Making Floppy Disk Images

The Disk608-800.bin file is not a standard floppy disk image file such as you would use with a Mac emulator like Mini vMac or Basilisk II. It’s an encoded file containing data exactly as it would appear on a real floppy disk, complete with sector markers, checksums, and inter-sector timing gaps.

If you want to take an 800K floppy image from your favorite emulator and use it with Plus Too, you’ll need to encode it using my Floppy Encoder utility. It takes a normal floppy image file as input, which usually has a .dsk filename extension, and generates an encoded image file with a .bin extension. The resulting .bin file can then be substituted in step 8 of the setup instructions to run Plus Too with the new floppy image.

Extending Plus Too

The Verilog source files are included in the file archive, for anyone who wants to try taking the project further. The biggest thing it needs now is for someone to set up proper timing constraints. I played around with it a bit, but I didn’t really understand the constraint editor and was eager to move on. PlusToo mostly works without specifying any constraints, but sometimes it will randomly fail to boot up, or exhibit bizarre video bugs. I’ve found that changing the number of signals and sample depth of the Signal Tap logic analyzer setup can fairly predictably make such problems appear and disappear.
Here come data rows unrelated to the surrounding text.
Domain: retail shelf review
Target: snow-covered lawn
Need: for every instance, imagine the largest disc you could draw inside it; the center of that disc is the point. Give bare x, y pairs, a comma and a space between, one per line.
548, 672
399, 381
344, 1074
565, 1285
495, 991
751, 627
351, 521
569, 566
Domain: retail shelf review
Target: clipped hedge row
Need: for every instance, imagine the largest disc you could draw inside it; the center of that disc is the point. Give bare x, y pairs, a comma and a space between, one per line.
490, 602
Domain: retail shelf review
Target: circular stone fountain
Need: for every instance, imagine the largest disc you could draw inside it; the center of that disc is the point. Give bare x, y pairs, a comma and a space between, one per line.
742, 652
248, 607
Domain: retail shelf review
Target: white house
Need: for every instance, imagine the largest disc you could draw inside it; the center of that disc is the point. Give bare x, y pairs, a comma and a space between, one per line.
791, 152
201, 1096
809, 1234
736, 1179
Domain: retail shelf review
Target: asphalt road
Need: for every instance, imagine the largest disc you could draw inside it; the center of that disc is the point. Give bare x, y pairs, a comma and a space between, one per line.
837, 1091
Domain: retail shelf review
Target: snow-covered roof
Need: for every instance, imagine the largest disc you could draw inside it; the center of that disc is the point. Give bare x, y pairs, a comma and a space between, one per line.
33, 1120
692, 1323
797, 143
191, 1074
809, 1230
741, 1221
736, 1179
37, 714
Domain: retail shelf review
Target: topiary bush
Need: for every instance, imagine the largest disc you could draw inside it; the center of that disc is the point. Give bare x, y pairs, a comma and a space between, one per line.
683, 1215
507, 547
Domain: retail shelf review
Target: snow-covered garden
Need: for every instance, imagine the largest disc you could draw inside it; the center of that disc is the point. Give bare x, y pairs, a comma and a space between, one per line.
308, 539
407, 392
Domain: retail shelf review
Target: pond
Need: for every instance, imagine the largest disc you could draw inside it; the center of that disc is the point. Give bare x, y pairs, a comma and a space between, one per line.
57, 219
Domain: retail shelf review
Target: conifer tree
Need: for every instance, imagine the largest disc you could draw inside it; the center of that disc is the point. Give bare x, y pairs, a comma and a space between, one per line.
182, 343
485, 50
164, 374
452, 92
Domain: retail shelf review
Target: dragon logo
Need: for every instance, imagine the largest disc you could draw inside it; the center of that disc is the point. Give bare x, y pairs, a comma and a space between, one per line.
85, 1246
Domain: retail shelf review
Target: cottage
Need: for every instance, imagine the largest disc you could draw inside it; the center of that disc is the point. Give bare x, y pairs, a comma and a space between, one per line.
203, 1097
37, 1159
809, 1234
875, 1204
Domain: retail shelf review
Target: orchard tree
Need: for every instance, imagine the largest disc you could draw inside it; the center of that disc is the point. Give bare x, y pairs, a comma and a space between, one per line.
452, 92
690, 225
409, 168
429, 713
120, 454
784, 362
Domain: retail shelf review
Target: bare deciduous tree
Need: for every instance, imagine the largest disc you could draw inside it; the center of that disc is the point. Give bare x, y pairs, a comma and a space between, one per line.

The constraints should be:

• External 50 MHz clock
• Internal 32.5 MHz clock synthesized with a PLL. This is the video clock, called clk32 in the Verilog source.
• Internal 8.125 MHz clock named clk8, derived from clk32 with a clock divider. (I couldn’t make this work with a PLL)
• Flash ROM has an address-to-data delay of 70ns. The total delay from clk8 to when all the Flash control and address lines are stable, plus 70 ns, plus whatever the setup time is for the FPGA registers that will receive the Flash data (how do you determine this?), must be less than the clock period of 123ns.
• Similarly for the SRAM, except I believe its address-to-data delay is 10ns (check datasheet). The SRAM should also have additional constraints for write timing.